The very thought of his voice was unendurable to him. It was unendurable to him to think even for an instant of those nights roaming through the
calli
of Venice when, so in love with the sound of singing, he had played right into his brother’s hands. And if he did not leave all this, he would be thinking of it again in that obsessive, relentless way, wondering what it was now they said of him, if anyone, anyone, believed that he had done this to himself as the lie had been told.
But that was not it. It was that if he let that voice out of him, if he let it go, it could no longer be the voice of the boy who had sung with such exuberance, it would be the voice of this creature now that would never change. The thought of it was too much; it was like giving in to them, and it was entering into the very nightmare role they had written for him as if this life were an opera, and they had given him this hideous part.
It was shame, shame that he felt at the mere sound of it in his head. Might as well tear open one’s clothes and let them stare at the scars there, that withered empty…
He sucked in his breath and stopped. He was sitting up.
But when he heard the door open, now, he put his hands up to receive his bent head.
He knew that it was Guido who had come in, but he did not know why he knew, and he felt the tug of the real world at him again, ready to pick him up.
He raised his eyes, resigned to surrender himself once more, and he saw that it was the Maestro di Cappella, Signore Cavalla, who was standing in front of him with Tonio’s sword outstretched in both hands. “Take it,” he whispered.
Tonio did not understand.

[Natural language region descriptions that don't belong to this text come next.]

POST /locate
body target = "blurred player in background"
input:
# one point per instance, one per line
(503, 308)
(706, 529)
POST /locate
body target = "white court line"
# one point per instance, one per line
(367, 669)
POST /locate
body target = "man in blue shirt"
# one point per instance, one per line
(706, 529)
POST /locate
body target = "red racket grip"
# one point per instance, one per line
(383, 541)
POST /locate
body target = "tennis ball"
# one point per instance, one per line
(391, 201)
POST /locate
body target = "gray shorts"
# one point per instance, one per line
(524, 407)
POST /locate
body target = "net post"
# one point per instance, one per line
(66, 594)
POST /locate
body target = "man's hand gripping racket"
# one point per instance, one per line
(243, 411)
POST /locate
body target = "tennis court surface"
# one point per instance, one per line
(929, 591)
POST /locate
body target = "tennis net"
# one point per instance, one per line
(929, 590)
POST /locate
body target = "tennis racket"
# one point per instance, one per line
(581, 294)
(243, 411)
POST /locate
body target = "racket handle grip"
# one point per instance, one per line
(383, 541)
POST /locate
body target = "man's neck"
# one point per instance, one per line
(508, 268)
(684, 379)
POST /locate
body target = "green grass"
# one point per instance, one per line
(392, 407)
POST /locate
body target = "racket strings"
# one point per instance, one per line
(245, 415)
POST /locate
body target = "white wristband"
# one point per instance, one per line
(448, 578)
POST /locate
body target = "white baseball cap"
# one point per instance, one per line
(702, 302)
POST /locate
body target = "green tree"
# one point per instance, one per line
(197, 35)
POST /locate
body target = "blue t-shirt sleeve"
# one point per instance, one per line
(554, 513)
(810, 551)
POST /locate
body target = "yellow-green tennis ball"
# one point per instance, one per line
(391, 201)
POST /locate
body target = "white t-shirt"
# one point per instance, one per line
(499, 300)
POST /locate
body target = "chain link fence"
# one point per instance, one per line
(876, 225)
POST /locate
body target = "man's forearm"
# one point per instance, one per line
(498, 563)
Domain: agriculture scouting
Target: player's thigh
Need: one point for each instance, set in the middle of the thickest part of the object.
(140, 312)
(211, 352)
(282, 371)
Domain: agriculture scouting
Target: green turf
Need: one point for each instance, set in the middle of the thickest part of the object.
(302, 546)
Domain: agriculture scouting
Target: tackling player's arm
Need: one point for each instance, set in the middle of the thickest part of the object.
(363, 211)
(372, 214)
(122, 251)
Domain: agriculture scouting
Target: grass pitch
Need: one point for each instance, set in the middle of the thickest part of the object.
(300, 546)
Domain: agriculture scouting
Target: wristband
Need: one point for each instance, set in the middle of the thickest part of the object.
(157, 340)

He saw then the stiletto on the
desk, and his pistols, and the purse which had been taken by the Maestro when he first came.
The man’s face was ashen. Its anger was gone. And in the place of it was some awful emotion which Tonio could not identify. He did not understand.
“There is no reason for you to remain longer in this place,” the Maestro said. “I have written to your family at Venice that they must make other arrangements. But you need not remain here any longer. You must get out.”
He stopped. Even in the shadows, Tonio could see that his jaw was trembling. But this was not anger. “Yes. Your trunks have arrived. Your carriage is in the stable yard. You must go.”